I can agree with that under the umbralla of the GM and coach sitting down together and deciding who the best players for the system are. The only thing against Larry Brown that I can say is his team doesn't have an identity, but much of this could be attributed to the team IT has assembled.



Da Grinch said:


> Brown knew the roster before he signed on the dotted line and has been up to this point very unwilling to play the youngsters unless his hand has been forced.


This is true, but you have to remember this is what Larry Brown does and on the oppsite end IT knew this as well. In all fairness to Brown I will say he has played them more than he typically play shis rookies.


----------



## Truknicksfan (Mar 25, 2005)

> Steve Francis is being strongly sought by the desperate New York Knicks, who want to pair him in the backcourt with Stephon Marbury in a bid to save their season.


A bid to save thier season....now thats funny!


----------



## Mogriffjr (Mar 5, 2005)

looks like this deal is close to happening...wow....


----------



## knicksfan (Jan 4, 2003)

If we only get rid of Penny and Ariza/Lee I go for it. If MY two favorite rooks are involved then I strongly say NO.


----------



## urwhatueati8god (May 27, 2003)

Cato's gone, deal dead.



> ESPN - The Detroit Pistons traded forward Darko Milicic and point guard Carlos Arroyo to the Orlando Magic for Kelvin Cato and a 2007 first round pick, ESPN.com has learned Wednesday.


----------



## whiteshadow (Dec 22, 2005)

I find it amazing that Knick fans could consider this trade to be a benefit. Francis was recently suspended by Orlando, and some of the games I have seen him play on the dish he has been just miserable. He doesn't know how to "run" a team as a point guard and will not give up the ball to his teammates. Your G.M. needs to put together a team not a bunch of disjointed pieces. Let's see now: Quentin, Jalen, Steph and Francis....ha, ha, ha, ha, ha,....thanks, Isaiah for that # 1 draft pick next year and for the switch of picks the year after. Priceless for the Bulls. The Chicago Whiteshadow


----------



## Gotham2krazy (Nov 22, 2005)

arenas809 said:


> The Denver Nuggets remain in the hunt for Francis, but they are not the leading option as they were a few days ago. The Minnesota Timberwolves also were trying to stay in the mix, looking for a third team to take on players Orlando is not interested in. New York was believed to be offering Penny Hardaway, Jamal Crawford and at least one other player, likely Trevor Ariza, David Lee or Nate Robinson, in a deal in which the Knicks would also take back center Kelvin Cato, whose $8.64 million salary comes off the cap at the end of the season.
> 
> http://insider.espn.go.com/nba/insider/columns/story?columnist=sheridan_chris&id=2330954


it's too bad Cato just got traded to pistons


----------



## i_like_the_hawks (Feb 2, 2006)

edited. baiting.da grinch


----------



## BIGsHOTBOY12345 (Aug 24, 2005)

i_like_the_hawks said:


> ROFLMAO! the knicks are a joke. they are even worse than the hawks! :banana:


if you want to barge in hear and diss the NYk, then you shouldnt be coming here at all. Us knicksfans dont have time for people like you, and dissing you back, makes me more worse thnen, you so--please leave


----------



## BIGsHOTBOY12345 (Aug 24, 2005)

urwhatueati8god said:


> Cato's gone, deal dead.


not necessarily, the knicks have offered ariza, hardaway, and JC for stevie Franchise, and Battie instead, it is almost a done deal, according to sources


----------



## i_like_the_hawks (Feb 2, 2006)

oh sorry man, i was just interested in this topic, no offense. it makes me feel good that there is a team in the nba thats worse than the hawks. that hasnt happened in a while.


----------



## SI Metman (Jan 30, 2004)

The only thing I like about this trade is that Jamal Crawford won't be a Knick 5 years from now. 

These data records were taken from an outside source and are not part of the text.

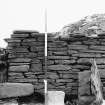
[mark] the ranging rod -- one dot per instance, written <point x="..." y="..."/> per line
<point x="45" y="80"/>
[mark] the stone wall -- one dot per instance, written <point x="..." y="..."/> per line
<point x="67" y="57"/>
<point x="3" y="65"/>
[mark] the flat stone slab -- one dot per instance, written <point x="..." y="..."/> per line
<point x="8" y="90"/>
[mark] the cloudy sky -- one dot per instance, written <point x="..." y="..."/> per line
<point x="29" y="14"/>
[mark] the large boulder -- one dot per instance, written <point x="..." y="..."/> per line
<point x="8" y="90"/>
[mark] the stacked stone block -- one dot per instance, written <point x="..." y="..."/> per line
<point x="67" y="58"/>
<point x="26" y="58"/>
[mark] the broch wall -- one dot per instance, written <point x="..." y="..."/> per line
<point x="67" y="59"/>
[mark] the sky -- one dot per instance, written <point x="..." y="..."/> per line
<point x="30" y="14"/>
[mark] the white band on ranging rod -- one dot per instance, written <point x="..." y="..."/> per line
<point x="45" y="81"/>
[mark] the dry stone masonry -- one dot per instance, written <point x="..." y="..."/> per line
<point x="26" y="58"/>
<point x="68" y="60"/>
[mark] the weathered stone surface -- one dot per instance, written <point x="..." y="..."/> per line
<point x="22" y="68"/>
<point x="84" y="100"/>
<point x="92" y="51"/>
<point x="83" y="60"/>
<point x="60" y="53"/>
<point x="33" y="49"/>
<point x="36" y="67"/>
<point x="21" y="49"/>
<point x="8" y="90"/>
<point x="20" y="60"/>
<point x="84" y="77"/>
<point x="20" y="35"/>
<point x="100" y="61"/>
<point x="25" y="32"/>
<point x="29" y="40"/>
<point x="12" y="40"/>
<point x="64" y="80"/>
<point x="59" y="57"/>
<point x="72" y="51"/>
<point x="18" y="64"/>
<point x="97" y="47"/>
<point x="14" y="44"/>
<point x="102" y="73"/>
<point x="83" y="67"/>
<point x="57" y="49"/>
<point x="88" y="55"/>
<point x="52" y="75"/>
<point x="15" y="74"/>
<point x="65" y="61"/>
<point x="59" y="67"/>
<point x="77" y="47"/>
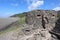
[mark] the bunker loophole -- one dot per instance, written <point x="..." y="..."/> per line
<point x="27" y="30"/>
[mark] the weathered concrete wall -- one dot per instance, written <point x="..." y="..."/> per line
<point x="40" y="18"/>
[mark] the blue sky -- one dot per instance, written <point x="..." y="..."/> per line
<point x="11" y="7"/>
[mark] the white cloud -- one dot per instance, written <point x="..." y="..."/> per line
<point x="34" y="4"/>
<point x="14" y="4"/>
<point x="56" y="8"/>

However roto-style GMing is not the way to go. This team is the New York Rangers pre-NHL lockout. A bunch of stars and washed up vets making too much money and winning zero games. It took the Rangers 7 seasons to get out from under that mess to get back to the postseason (assuming no major March and April meltdowns this year). The Knicks are in Year 2 and show no sign of being anywhere near the playoffs.


----------



## urwhatueati8god (May 27, 2003)

i_like_the_hawks said:


> ROFLMAO! the knicks are a joke. they are even worse than the hawks! :banana:


I disapprove of what you say, but I will defend to the death your right to say it.


----------



## i_like_the_hawks (Feb 2, 2006)

well it just makes me feel all warm and fuzzy inside to know that for once the hawks arent the absolute worst team in the nba.


----------



## flushingflash (Jan 4, 2006)

SI Metman said:


> The only thing I like about this trade is that Jamal Crawford won't be a Knick 5 years from now.
> 
> However roto-style GMing is not the way to go. This team is the New York Rangers pre-NHL lockout. A bunch of stars and washed up vets making too much money and winning zero games. It took the Rangers 7 seasons to get out from under that mess to get back to the postseason (assuming no major March and April meltdowns this year). The Knicks are in Year 2 and show no sign of being anywhere near the playoffs.



its as if the rangers and knicks share the same blueprint on how to build a team, there's just to many similarities.


----------



## knicksfan (Jan 4, 2003)

flushingflash said:


> its as if the rangers and knicks share the same blueprint on how to build a team, there's just to many similarities.


With the Rangers it's actually working thanks to one unexpected savior named HENRIK LUNDQUIST! We here on the knicks need OUR Lundquist. Perhaps Francis is it.


----------



## Mr. Hobbes (Jul 1, 2005)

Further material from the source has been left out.